DAISY Award
Natasha Palmer, RN, BSN, CCRN, CMC
Tower 7 MSICU Blue
In the course of daily work in Tower 7 MSICU Blue, Tasha is a dedicated and hardworking RN. Tasha will help you tidy up a patient when nature called or just do it for you if you are busy with your other patient. Tasha is a planner, coordinator, and she has brought spirit to MSICU Blue staff by planning a series of wonderful parties. Chief among them, she shared the responsibility for a holiday party with a wonderful venue and more games, events, and prizes than I thought were possible. No going away party is without food or holiday without an impromptu celebration. Despite her wonderful attributes and outgoing nature one event has fueled her nomination for the Daisy Award. Very recently I witnessed Tasha exponentially exceed expectations in her efforts to make a patient’s final day meaningful.
Many departments and many nurses experience the trauma and tragedy of a terminal patient who is also a young spouse and parent. The challenge is greater when the patient has a new diagnosis of a terminal cancer and patient had been healthy up until the prior month. This was the situation that was presented itself in Tower 7 MSICU Blue. Our declining patient quickly progressed from respiratory distress, to respiratory failure, to intubation, and eventually to septic shock when his bowel ruptured. As more and more medications and pumps hung from our patient’s once bare IV pole, the scenario was presenting itself to his family and to our department, our patient was going to die, and he was likely going to die on his 42nd birthday.
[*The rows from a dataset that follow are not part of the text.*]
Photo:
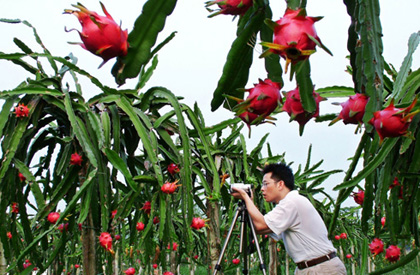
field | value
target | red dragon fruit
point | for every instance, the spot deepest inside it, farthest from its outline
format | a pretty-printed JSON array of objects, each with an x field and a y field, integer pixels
[
  {"x": 105, "y": 240},
  {"x": 169, "y": 187},
  {"x": 130, "y": 271},
  {"x": 173, "y": 169},
  {"x": 376, "y": 246},
  {"x": 76, "y": 159},
  {"x": 198, "y": 223},
  {"x": 147, "y": 207},
  {"x": 101, "y": 35},
  {"x": 263, "y": 99},
  {"x": 140, "y": 226},
  {"x": 232, "y": 7},
  {"x": 295, "y": 37},
  {"x": 53, "y": 217},
  {"x": 383, "y": 220},
  {"x": 393, "y": 253},
  {"x": 353, "y": 109},
  {"x": 391, "y": 121},
  {"x": 21, "y": 110},
  {"x": 15, "y": 208},
  {"x": 293, "y": 106},
  {"x": 359, "y": 197},
  {"x": 21, "y": 177}
]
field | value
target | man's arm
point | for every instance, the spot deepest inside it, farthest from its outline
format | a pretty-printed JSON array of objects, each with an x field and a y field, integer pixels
[{"x": 255, "y": 214}]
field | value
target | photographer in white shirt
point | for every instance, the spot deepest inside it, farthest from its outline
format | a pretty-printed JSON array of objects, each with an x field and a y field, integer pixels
[{"x": 295, "y": 220}]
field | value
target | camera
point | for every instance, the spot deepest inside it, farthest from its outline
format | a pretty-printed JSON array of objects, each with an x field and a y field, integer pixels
[{"x": 243, "y": 186}]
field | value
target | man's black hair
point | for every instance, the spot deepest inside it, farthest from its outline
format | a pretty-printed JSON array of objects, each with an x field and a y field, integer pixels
[{"x": 280, "y": 171}]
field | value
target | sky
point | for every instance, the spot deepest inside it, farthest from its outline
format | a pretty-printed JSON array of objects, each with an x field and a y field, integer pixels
[{"x": 191, "y": 64}]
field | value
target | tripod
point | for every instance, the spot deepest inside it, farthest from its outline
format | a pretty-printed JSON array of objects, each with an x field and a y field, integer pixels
[{"x": 246, "y": 220}]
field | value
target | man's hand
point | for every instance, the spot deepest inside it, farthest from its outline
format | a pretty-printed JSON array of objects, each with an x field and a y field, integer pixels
[{"x": 240, "y": 193}]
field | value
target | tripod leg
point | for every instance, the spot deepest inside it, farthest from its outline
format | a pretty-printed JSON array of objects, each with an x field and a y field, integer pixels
[
  {"x": 232, "y": 225},
  {"x": 244, "y": 242},
  {"x": 254, "y": 234}
]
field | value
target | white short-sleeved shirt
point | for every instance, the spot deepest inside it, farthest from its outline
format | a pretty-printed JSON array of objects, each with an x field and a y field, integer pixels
[{"x": 296, "y": 221}]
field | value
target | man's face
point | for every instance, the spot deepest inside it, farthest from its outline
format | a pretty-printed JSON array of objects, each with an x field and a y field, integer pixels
[{"x": 270, "y": 188}]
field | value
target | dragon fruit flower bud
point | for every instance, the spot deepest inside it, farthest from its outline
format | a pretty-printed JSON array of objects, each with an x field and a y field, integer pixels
[
  {"x": 232, "y": 7},
  {"x": 100, "y": 35}
]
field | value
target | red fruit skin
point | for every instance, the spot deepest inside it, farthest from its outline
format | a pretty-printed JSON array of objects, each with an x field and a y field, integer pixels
[
  {"x": 264, "y": 97},
  {"x": 359, "y": 197},
  {"x": 53, "y": 217},
  {"x": 105, "y": 240},
  {"x": 383, "y": 220},
  {"x": 130, "y": 271},
  {"x": 293, "y": 106},
  {"x": 101, "y": 35},
  {"x": 354, "y": 109},
  {"x": 169, "y": 187},
  {"x": 147, "y": 207},
  {"x": 15, "y": 208},
  {"x": 232, "y": 7},
  {"x": 390, "y": 122},
  {"x": 21, "y": 177},
  {"x": 198, "y": 223},
  {"x": 140, "y": 226},
  {"x": 376, "y": 246},
  {"x": 248, "y": 117},
  {"x": 393, "y": 253},
  {"x": 291, "y": 33},
  {"x": 21, "y": 110},
  {"x": 113, "y": 213},
  {"x": 173, "y": 169},
  {"x": 76, "y": 159}
]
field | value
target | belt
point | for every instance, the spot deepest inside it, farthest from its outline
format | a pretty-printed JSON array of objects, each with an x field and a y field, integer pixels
[{"x": 306, "y": 264}]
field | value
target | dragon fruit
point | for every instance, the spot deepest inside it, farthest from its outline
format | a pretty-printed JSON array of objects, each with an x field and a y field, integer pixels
[
  {"x": 169, "y": 187},
  {"x": 376, "y": 246},
  {"x": 353, "y": 109},
  {"x": 359, "y": 197},
  {"x": 295, "y": 37},
  {"x": 263, "y": 99},
  {"x": 130, "y": 271},
  {"x": 232, "y": 7},
  {"x": 105, "y": 240},
  {"x": 173, "y": 169},
  {"x": 147, "y": 207},
  {"x": 76, "y": 159},
  {"x": 101, "y": 35},
  {"x": 198, "y": 223},
  {"x": 293, "y": 106},
  {"x": 140, "y": 226},
  {"x": 392, "y": 253},
  {"x": 53, "y": 217},
  {"x": 391, "y": 121},
  {"x": 21, "y": 110}
]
Tasha built a strong rapport with the family of this patient, she spent time with his wife when she served as his nurse and even when she was not his nurse. When faced with the dilemma of a patient expiring on his birthday, Tasha’s logical response, at the end of the preceding shift, was “well, I guess we are having a birthday party tomorrow”. Unknown to anyone on Tower 7 MSICU Blue, Tasha left work that day and went shopping for the necessities of an extravagant birthday celebration. When I think of an adult’s birthday I think of a reasonably subdued event. In contrast, our patient’s final birthday party included catering, a huge cake, party favors, and decorations: for the twenty plus family members who spilled out of the room and into the hallway of our unit. As the entire department’s RN and MD staff, the RN supervisor, and several other assorted patient family members belted out Happy Birthday, our patient’s wife had an opportunity to feel and experience joy once more with her husband. From an outsider’s perspective, our patient’s wife and her, in that brief moment, were able to be somewhere else other than in the hospital; She could have been celebrating a birthday at home.
He lived for several more hours. Morphine and Ativan eventually infused through pumps still labeled with pink and green tape reading “Levo” and “Vaso”. His septic shock eventually led to bradycardia, then asystoli, and upon recognizing the infamous “flat-line”; silence emerged from the laughter of his family’s light-hearted reminiscing. When his wife’s tears of joy gave way to his widow’s tears of devastation, Tasha once again provided physical and emotional support and compassion.
The emotional burden and mission to comfort a family, that Tasha undertook that day, I feel warrants her application for the Daisy award. On that afternoon, Tasha served as crutch to hold a grieving family together and give them a moment of joy within their period of despair.